Carbon dioxide is a very important molecule. It is therefore necessary to be able to accurately describe its interactions with different materials. The most widely used methods for computer simulations of materials surprisingly fail in accurately describing the interactions even in the simplest system involving carbon dioxide, its crystal phase (the dry ice). In this project we will analyze the interactions between the molecules in the CO_{2} crystal to find out what is the cause of this problem. 

To goal of this project is to create interactive Jupyter notebooks with homeworks given in the lecture course Introduction to quantum mechanics taught in the summer term of the second year of BSc. Some of the homeworks are on this page. Examples of such notebooks can be found for example here (files ending with ipynb) or here for a bit advanced topics. 
One often finds differences when comparing published binding energies of molecular solids. And the differences can be large, in fact, terribly large. They can be even found for results published with the same computational package! One of the goals of this project is to understand the limits of precision of widely used programmes and identify settings that allow trustworthy results to be obtained. This will allow the candidate to make reliable predictions of important properties of molecular solids, such as of the transition pressures between high pressure phases of matter. 

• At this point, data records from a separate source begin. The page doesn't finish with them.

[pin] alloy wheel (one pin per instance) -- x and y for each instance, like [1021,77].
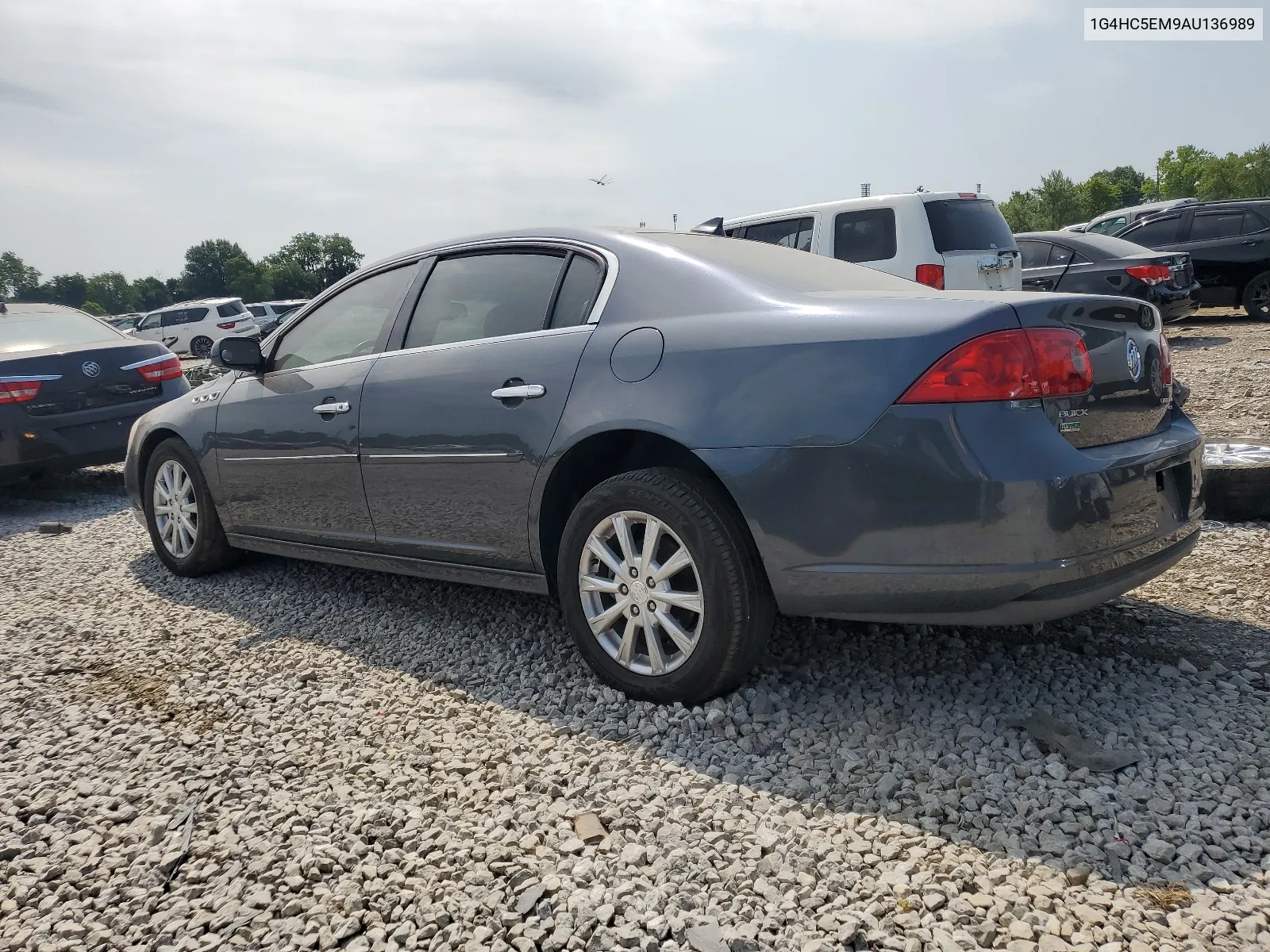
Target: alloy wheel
[175,509]
[641,593]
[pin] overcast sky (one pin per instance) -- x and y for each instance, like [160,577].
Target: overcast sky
[133,129]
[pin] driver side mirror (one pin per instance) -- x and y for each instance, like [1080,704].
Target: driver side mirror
[237,355]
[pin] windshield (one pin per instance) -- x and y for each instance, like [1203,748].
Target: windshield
[968,225]
[40,332]
[784,267]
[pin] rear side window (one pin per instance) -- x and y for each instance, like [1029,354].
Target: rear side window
[787,232]
[37,332]
[868,235]
[1157,232]
[484,296]
[968,225]
[1034,254]
[577,294]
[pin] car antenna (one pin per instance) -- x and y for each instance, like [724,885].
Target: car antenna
[710,226]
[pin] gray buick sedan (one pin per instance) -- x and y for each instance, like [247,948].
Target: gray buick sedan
[681,435]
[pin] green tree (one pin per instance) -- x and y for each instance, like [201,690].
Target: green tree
[207,268]
[1100,194]
[150,294]
[112,291]
[1060,201]
[17,279]
[1180,171]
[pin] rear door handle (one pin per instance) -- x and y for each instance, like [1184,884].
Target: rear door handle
[525,391]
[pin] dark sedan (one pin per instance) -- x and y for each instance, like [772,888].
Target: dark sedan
[683,435]
[71,386]
[1100,264]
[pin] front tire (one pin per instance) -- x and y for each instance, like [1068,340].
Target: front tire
[1257,296]
[662,588]
[184,527]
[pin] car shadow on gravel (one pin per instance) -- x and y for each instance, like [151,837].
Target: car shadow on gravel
[905,721]
[70,498]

The goal of this project is to understand the strenghts and weaknesses of different quantum chemical methods for the description of adsorption on surfaces. Currently, density functional theory (DFT) is the most widely used method for studies of molecular adsorption on surfaces of solids. However, even the most recent methods can give adsorption structures or energies that are qualitatively incorrect and their predictions should be checked for every specific system. More advanced methods, such as the second order perturbation theory (MP2) or the random phase approximation (RPA) should improve over DFT in terms of accuracy. However, how much do they improve and what are their limits is unknown.
The goal of this project is to develop schemes that would allow one to obtain highly accurate adsorption energies of molecules in extended porous systems. Other properties, such as vibrational or NMR spectra will be also studied. The project will explore combinations of quantum chemical methods in a QM/QM setting, reliying on quantum chemical methods that have been recently implemented within periodic boundary conditions.